Over the last 12 months, the company had witnessed the collaboration dynamic evolve, Verplancke says.
“Working together to solve problems in the clinical front line is now much easier,” he explains.
“This is due in part to Covid, but also results from the frameworks that NHSX have created in the drive towards interoperability – for example, holding multiple hackathons and encouraging vendor involvement.”
Being highly usable
On a final note, when it comes to medicines management, what is needed is not only a robust EPMA system that supports patient safety but one that is also highly usable.

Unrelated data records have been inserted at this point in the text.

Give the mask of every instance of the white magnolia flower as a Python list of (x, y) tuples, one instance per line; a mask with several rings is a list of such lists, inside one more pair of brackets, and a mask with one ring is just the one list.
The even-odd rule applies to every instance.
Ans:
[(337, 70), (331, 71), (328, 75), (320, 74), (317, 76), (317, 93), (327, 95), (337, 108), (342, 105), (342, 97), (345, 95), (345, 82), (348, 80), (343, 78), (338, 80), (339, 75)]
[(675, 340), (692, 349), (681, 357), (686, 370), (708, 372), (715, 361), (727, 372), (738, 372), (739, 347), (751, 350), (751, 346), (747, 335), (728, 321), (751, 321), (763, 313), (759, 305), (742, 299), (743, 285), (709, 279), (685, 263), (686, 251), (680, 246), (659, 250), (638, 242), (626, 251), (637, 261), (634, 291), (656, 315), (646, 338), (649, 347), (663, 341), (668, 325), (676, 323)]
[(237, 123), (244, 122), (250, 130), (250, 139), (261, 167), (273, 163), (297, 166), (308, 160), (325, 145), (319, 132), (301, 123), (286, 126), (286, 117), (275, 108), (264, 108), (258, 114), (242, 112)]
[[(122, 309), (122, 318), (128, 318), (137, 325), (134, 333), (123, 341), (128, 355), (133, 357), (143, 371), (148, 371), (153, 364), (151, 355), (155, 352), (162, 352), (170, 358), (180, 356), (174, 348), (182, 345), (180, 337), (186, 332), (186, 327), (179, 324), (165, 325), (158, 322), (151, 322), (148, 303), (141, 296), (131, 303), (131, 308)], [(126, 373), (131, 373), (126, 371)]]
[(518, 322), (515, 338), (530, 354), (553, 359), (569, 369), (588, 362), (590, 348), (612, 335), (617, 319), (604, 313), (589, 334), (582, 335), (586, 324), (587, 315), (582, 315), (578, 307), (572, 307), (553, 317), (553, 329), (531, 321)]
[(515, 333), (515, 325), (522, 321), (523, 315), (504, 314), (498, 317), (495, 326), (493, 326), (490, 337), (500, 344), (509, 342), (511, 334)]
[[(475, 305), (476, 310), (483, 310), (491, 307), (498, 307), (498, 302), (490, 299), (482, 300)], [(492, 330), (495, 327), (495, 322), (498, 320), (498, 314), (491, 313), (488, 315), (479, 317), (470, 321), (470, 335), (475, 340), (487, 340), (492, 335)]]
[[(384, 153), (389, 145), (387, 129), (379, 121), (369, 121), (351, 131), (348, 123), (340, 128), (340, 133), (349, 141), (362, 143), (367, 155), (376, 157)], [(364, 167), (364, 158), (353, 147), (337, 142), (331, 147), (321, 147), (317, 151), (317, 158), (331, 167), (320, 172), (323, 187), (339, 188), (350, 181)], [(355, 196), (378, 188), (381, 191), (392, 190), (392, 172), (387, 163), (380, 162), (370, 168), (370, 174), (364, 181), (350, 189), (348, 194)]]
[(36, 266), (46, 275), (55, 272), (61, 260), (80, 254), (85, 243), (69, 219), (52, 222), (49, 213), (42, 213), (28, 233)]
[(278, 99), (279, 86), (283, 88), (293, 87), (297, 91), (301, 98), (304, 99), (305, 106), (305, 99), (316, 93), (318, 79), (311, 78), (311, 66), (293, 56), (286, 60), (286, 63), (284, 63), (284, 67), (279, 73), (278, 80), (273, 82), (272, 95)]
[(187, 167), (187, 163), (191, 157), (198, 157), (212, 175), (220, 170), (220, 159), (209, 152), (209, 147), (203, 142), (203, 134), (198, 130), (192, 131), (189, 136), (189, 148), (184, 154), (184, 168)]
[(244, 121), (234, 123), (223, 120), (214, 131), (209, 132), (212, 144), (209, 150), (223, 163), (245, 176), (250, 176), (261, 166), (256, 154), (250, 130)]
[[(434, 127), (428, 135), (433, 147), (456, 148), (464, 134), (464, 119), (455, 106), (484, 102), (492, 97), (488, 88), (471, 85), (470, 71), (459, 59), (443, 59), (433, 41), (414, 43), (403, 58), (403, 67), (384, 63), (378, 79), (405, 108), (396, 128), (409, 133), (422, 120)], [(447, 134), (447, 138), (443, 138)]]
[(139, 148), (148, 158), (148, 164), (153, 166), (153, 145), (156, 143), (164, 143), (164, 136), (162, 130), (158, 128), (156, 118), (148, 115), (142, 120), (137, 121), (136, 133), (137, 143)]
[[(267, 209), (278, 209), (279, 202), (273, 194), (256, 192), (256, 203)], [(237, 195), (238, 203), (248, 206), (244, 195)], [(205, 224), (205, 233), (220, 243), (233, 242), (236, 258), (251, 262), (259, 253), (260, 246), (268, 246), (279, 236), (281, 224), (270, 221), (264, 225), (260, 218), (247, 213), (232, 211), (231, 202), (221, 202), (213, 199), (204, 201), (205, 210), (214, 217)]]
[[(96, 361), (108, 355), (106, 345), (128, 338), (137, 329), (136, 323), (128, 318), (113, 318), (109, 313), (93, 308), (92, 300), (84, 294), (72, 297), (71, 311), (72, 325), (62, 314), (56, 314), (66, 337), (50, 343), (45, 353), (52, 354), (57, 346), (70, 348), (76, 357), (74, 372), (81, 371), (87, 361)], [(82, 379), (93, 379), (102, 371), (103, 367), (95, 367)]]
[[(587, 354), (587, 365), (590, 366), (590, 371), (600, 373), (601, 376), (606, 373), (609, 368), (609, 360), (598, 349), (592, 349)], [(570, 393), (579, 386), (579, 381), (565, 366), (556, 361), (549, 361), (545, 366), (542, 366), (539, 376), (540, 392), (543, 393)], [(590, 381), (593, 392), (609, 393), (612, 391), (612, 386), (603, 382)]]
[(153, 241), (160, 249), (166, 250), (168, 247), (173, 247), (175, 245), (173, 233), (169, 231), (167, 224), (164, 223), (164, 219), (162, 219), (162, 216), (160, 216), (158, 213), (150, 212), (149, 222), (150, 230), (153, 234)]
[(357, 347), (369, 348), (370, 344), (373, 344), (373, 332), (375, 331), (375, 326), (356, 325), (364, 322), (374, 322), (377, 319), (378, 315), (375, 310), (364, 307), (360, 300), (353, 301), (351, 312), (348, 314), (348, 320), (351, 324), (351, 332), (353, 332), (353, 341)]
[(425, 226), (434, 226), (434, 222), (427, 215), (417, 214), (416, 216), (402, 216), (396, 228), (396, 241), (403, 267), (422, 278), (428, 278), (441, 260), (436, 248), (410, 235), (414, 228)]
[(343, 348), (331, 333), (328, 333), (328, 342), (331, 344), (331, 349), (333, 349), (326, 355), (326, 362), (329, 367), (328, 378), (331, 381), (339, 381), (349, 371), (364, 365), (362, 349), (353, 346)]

“You’ve got to have the right level of senior sponsorship internally, from an NHS perspective, and the right level of resources,” Elverson from Civica argues.
“And then you’ve got to have the right level of expertise to apply and align with the right level of acceleration through an EPMA programme at certain stages of a project.”
The pandemic has shown that the NHS can digitise at speed, she adds, and next steps will be how they can integrate the EPMA with other systems.
“There are lots of things outside of just a trust having their own EPMA system. It’s now about how you can take that information and it becomes something else that’s bigger for patient care,” Elverson concludes.
Dr. Mashiur Rahman
26 August 2021 @ 06:38
This is a nice example of how digital technologies can now play a part in medicines management from electronic prescribing and medicines administration to the use of robotics in dispensing and supply. When it works well, it makes the working lives of clinicians easier and improves patient outcomes.